Hash Tables

Показать описание

Today we went over hash tables. Their strength is O(1) insert, search, and delete. These are the most common operations, and so if that's all you need from a data structure, it should be your go-to move.

A hash table is basically a giant array that you immediately jump to the right spot to insert/search/delete to by doing the following operation: key % SIZE. A key is the value you're using to insert or search a database for, like a Social Security Number (which UCSD used to use for our student IDs) or Student ID. Sometimes all you insert is the key, but usually there's a "value" associated with a key, like a full student record. You use their student ID to look them up in the database, right, and then it returns the whole record. That's called a key/value pair.

All four of the basic variants of hash tables are the same at the beginning - you jump to whichever element of the array that key % SIZE is. Where they differ is what happens when you get a "collision", meaning something else is already there.
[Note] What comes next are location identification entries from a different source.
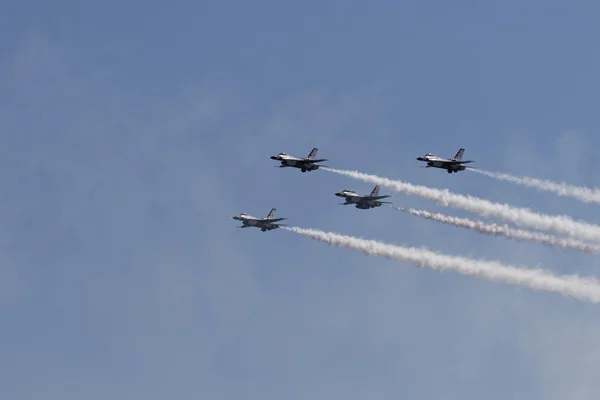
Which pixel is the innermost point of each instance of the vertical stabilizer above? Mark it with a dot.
(458, 156)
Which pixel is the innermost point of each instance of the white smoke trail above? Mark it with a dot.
(505, 230)
(585, 194)
(586, 289)
(519, 216)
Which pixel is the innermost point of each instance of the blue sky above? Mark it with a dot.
(132, 131)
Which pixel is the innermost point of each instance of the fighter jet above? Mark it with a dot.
(363, 202)
(451, 165)
(305, 164)
(265, 224)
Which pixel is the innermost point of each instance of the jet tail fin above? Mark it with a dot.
(313, 154)
(459, 154)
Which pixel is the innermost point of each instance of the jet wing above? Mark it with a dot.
(454, 162)
(308, 160)
(273, 220)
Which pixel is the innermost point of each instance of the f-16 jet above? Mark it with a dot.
(363, 202)
(305, 164)
(265, 224)
(451, 165)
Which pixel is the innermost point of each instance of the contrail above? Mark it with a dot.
(585, 289)
(505, 230)
(564, 189)
(519, 216)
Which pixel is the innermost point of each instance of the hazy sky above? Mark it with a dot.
(131, 132)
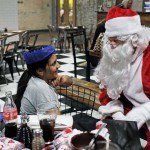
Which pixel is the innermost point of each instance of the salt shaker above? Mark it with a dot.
(24, 133)
(38, 142)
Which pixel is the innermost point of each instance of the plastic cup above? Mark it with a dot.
(47, 122)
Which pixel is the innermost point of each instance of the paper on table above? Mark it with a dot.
(18, 31)
(62, 121)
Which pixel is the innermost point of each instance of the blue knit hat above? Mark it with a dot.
(39, 55)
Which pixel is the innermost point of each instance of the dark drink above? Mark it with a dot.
(47, 126)
(11, 130)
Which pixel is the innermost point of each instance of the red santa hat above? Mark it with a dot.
(121, 21)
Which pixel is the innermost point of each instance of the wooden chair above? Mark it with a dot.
(2, 63)
(80, 33)
(79, 98)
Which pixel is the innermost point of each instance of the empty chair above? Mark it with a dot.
(79, 99)
(9, 56)
(89, 35)
(2, 63)
(31, 41)
(26, 43)
(55, 40)
(21, 48)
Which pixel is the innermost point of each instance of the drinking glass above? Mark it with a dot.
(47, 122)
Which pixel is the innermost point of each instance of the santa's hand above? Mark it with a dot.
(140, 114)
(119, 116)
(111, 108)
(104, 132)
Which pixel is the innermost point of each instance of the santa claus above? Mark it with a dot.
(124, 70)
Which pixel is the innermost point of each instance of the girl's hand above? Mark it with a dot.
(62, 80)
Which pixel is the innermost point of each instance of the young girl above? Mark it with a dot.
(36, 85)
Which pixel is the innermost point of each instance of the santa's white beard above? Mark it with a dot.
(112, 71)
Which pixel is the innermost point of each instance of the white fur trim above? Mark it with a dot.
(123, 26)
(134, 91)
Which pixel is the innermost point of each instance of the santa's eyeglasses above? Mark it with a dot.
(113, 41)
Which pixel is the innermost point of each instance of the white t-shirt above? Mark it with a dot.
(38, 94)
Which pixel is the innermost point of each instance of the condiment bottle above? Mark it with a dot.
(10, 116)
(24, 134)
(38, 142)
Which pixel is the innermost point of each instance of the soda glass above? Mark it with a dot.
(47, 122)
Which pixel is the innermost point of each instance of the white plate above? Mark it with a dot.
(62, 122)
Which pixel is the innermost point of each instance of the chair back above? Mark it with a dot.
(31, 41)
(79, 98)
(97, 51)
(80, 33)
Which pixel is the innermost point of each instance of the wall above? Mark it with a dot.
(33, 14)
(86, 13)
(36, 14)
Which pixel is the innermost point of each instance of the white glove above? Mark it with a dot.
(111, 108)
(119, 116)
(140, 114)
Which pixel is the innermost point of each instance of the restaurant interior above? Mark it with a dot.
(69, 26)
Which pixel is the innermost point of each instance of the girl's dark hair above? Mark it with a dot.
(24, 79)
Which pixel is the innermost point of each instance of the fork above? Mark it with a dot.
(95, 136)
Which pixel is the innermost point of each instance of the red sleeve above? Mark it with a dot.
(146, 72)
(103, 97)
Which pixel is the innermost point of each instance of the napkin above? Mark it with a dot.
(62, 121)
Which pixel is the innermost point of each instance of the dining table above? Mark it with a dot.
(11, 33)
(123, 133)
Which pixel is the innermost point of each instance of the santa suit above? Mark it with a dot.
(138, 90)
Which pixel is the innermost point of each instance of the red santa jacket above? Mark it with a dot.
(138, 91)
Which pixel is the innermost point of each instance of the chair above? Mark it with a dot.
(80, 34)
(79, 99)
(26, 43)
(9, 56)
(2, 63)
(31, 41)
(55, 40)
(89, 35)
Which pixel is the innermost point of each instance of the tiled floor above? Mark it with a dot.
(67, 67)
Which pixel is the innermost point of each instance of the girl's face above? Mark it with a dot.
(51, 70)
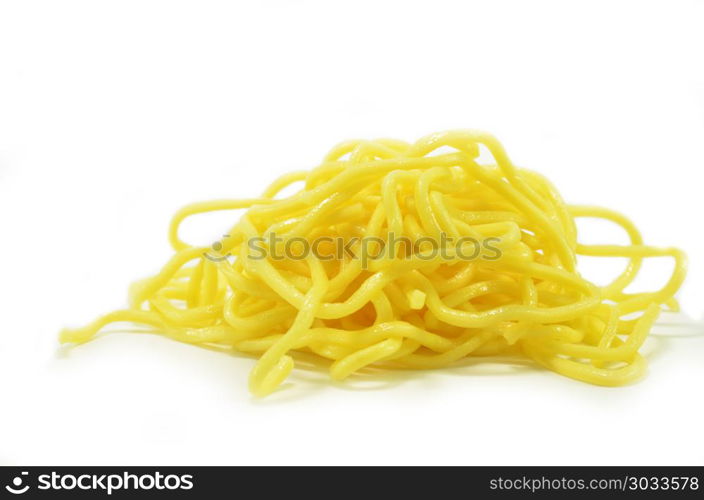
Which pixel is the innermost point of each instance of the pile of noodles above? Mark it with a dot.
(405, 306)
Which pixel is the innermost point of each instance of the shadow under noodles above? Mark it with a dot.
(312, 372)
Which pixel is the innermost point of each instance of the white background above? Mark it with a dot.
(114, 114)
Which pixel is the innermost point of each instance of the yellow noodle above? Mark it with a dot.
(408, 306)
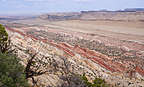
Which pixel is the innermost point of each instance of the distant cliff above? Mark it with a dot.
(121, 15)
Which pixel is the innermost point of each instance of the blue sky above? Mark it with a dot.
(45, 6)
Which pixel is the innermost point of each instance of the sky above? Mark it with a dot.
(45, 6)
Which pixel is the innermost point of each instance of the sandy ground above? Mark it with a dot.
(133, 31)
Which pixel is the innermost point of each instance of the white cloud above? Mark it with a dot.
(83, 0)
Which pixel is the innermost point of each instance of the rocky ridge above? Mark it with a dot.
(99, 58)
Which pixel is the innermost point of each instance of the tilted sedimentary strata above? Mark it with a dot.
(117, 61)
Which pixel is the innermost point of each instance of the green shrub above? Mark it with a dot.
(3, 34)
(11, 72)
(97, 82)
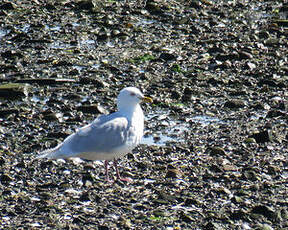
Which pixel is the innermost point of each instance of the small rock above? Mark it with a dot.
(264, 210)
(186, 217)
(215, 151)
(93, 109)
(275, 113)
(235, 103)
(7, 6)
(167, 56)
(172, 172)
(262, 136)
(13, 90)
(264, 227)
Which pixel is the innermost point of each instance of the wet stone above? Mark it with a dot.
(235, 104)
(13, 90)
(262, 136)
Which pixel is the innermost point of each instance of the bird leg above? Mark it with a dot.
(118, 174)
(106, 170)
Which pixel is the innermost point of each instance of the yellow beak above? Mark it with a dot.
(147, 99)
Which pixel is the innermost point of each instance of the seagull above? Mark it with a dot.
(108, 137)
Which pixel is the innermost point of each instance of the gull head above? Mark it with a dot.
(129, 97)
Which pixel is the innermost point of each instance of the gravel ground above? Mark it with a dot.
(215, 153)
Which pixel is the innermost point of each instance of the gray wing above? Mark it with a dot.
(101, 136)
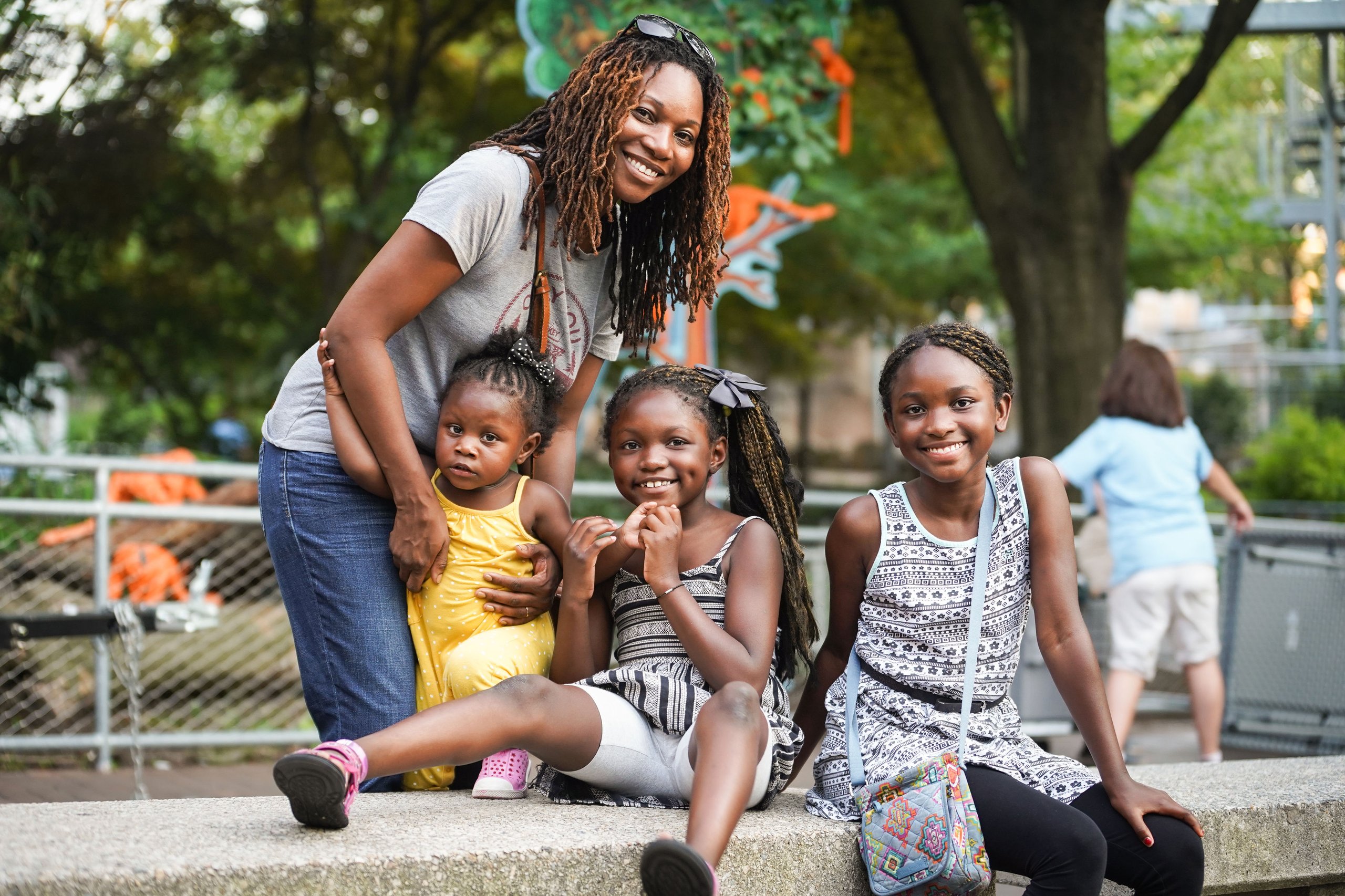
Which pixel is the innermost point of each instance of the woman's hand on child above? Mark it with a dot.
(1134, 801)
(522, 600)
(630, 532)
(662, 538)
(587, 540)
(330, 381)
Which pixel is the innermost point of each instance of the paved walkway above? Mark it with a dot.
(1154, 741)
(179, 782)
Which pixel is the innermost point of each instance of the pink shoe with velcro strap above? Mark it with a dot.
(503, 775)
(322, 782)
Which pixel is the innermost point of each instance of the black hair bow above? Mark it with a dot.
(732, 388)
(525, 356)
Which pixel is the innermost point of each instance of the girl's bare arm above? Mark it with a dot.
(741, 650)
(1068, 650)
(583, 626)
(852, 545)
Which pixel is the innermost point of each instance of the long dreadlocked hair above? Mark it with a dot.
(969, 342)
(760, 485)
(668, 247)
(494, 367)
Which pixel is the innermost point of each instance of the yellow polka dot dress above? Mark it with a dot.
(460, 649)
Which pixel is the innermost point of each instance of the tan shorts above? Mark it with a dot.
(1178, 602)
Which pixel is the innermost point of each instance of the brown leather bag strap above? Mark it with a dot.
(540, 300)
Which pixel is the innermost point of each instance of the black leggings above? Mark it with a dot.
(1068, 848)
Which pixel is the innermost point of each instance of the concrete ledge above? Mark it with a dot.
(1270, 825)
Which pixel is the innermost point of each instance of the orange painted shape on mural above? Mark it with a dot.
(842, 75)
(746, 205)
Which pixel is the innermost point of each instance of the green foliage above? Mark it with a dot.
(1219, 407)
(126, 422)
(783, 100)
(188, 225)
(1301, 458)
(904, 244)
(1188, 225)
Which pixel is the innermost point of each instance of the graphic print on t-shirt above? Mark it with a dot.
(568, 336)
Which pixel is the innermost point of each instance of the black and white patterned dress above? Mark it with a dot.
(656, 676)
(914, 622)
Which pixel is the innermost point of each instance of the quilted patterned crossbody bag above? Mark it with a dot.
(920, 832)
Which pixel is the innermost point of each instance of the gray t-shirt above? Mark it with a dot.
(477, 206)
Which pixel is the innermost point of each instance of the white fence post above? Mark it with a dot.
(101, 660)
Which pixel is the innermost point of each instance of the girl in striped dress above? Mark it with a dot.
(902, 566)
(710, 610)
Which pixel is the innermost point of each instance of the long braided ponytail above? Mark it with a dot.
(760, 485)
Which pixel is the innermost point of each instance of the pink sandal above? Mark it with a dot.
(322, 782)
(503, 775)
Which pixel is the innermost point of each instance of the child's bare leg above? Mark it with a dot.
(558, 724)
(729, 736)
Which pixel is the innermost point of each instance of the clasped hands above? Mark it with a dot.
(594, 541)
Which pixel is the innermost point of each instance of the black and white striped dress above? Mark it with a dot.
(914, 623)
(656, 676)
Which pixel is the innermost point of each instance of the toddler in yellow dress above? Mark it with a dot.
(500, 409)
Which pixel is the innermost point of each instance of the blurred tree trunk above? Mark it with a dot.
(1055, 195)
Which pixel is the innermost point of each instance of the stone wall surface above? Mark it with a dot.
(1270, 825)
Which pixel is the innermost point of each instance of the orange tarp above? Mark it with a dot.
(155, 489)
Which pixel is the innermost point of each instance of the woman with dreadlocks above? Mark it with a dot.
(710, 611)
(633, 159)
(903, 581)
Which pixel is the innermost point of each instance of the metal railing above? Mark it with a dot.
(44, 688)
(232, 686)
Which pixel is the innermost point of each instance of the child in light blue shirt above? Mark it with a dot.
(1151, 461)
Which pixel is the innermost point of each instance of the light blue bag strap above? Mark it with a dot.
(978, 600)
(978, 605)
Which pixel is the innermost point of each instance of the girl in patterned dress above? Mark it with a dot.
(902, 566)
(710, 611)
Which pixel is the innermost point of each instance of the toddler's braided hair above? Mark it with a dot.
(668, 247)
(760, 481)
(498, 368)
(969, 342)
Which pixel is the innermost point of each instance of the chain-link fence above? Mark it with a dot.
(68, 548)
(236, 684)
(1284, 629)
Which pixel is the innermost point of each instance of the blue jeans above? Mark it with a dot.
(346, 603)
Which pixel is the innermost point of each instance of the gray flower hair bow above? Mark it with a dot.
(525, 356)
(732, 388)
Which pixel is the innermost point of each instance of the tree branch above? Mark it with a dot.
(951, 73)
(1226, 23)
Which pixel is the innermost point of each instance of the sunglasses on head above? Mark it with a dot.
(654, 26)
Variant 1) Linear Probing. If one spot is full, check the next spot to the right. (If you hit the edge of the table, wrap back to 0 using modulus.)
Variant 2) Quadratic Probing. Instead of going +1 to the right, +1 to the right, +1 to the right, you go +1 to the right, +4 to the right, +9 to the right, +16 to the right. Kind of sucks since it can't pass 50% load (load is what percent full the table is).
Variant 3) Double Hashing (very common). When doing double hashing, your table has to be a prime number in size, and you also compute a number called R that is another prime number smaller than it (often the next smaller, like 7 for 11). Rather than +1 to the right each time, you go f(key) to the right, where f(x) = 1+(x%R).

So for example if you hash 42 to in a hash table of size 13 (R = 11), it would hash to bucket 3 (42 % 13 = 3). If the spot was open, we're done. If there was a collision, we'd move 1+(42%11)=10 buckets to the right each time, going +10, +10, +10.

4) Finally, there is chaining, which is easy to write. You basically just make an array of BSTs. So you hash to whatever bucket as usual (key % SIZE) and then call insert on the BST there. Some people use linked lists, but BSTs give better worst case performance.